Sfogo in conferenza da parte dell’ex che tuona contro il tecnico: “Approccio quasi dittatoriale”
Tra le tante operazioni in entrata e in uscita che hanno caratterizzato l’estate dell’Atalanta c’è anche quella di Joakim Maehle.
Il laterale danese ha lasciato la Dea per accasarsi al Wolfsburg, che lo ha acquistato per circa 13 milioni di euro. E in merito a quella che è stata la sua esperienza in quel di Bergamo, Maehle ha voluto liberarsi di qualche sassolino che teneva tra le scarpe.
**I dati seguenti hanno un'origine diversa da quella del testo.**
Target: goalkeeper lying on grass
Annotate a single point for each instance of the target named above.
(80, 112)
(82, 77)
In conferenza dal ritiro della nazionale danese, l’esterno ha puntato il dito soprattutto contro il suo ex tecnico Gian Piero Gasperini, facendo capire come i rapporti tra i due abbiano influito sulla sua decisione di cambiare aria. “Ci allenavamo sempre nel pomeriggio, l’allenatore aveva deciso così e non c’era davvero alcuna libertà” ha raccontato.
Maehle contro Gasperini: “Approccio quasi dittatoriale, gestione basata sulla paura”
Un approccio, quello di Gasperini, che il giocatore ha definito “quasi dittatoriale“: “L’hai detto tu. Non volevo dirlo prima, perché temevo che scrivessi una cosa piuttosto che un’altra” ha commentato rivolto ad un giornalista presente.
“Era così che decideva tutto. Se, ad esempio, facevamo un doppio allenamento, dovevamo restare a dormire nella struttura per la notte. Allora non ci era permesso di tornare a casa. Si potrebbe definire uno stile di gestione basato sulla paura o cattiva gestione, non saprei. Almeno mi sono preparato per le esperienze successive della mia carriera”. L’ex nerazzurro ha criticato anche l’aspetto umano: “Non ti senti una persona, ti senti un numero. Non hai alcun rapporto con l’allenatore. Può tormentare qualcuno per cose strane. Per esempio io e Hojlund andavamo insieme ad allenarci. Ma lui non voleva che guidassimo insieme e per questo sono stato rimproverato”. Ora l’esperienza al Wolfsburg: “Al Wolfsburg ti senti più parte di una squadra e c’è più unità e buonumore nello spogliatoio. Era quello che cercavo da un po’. Sono felice, cercavo una squadra in cui potessi avere un ruolo diverso da quello che avevo all’Atalanta, dove rischi sempre di fare panchina”.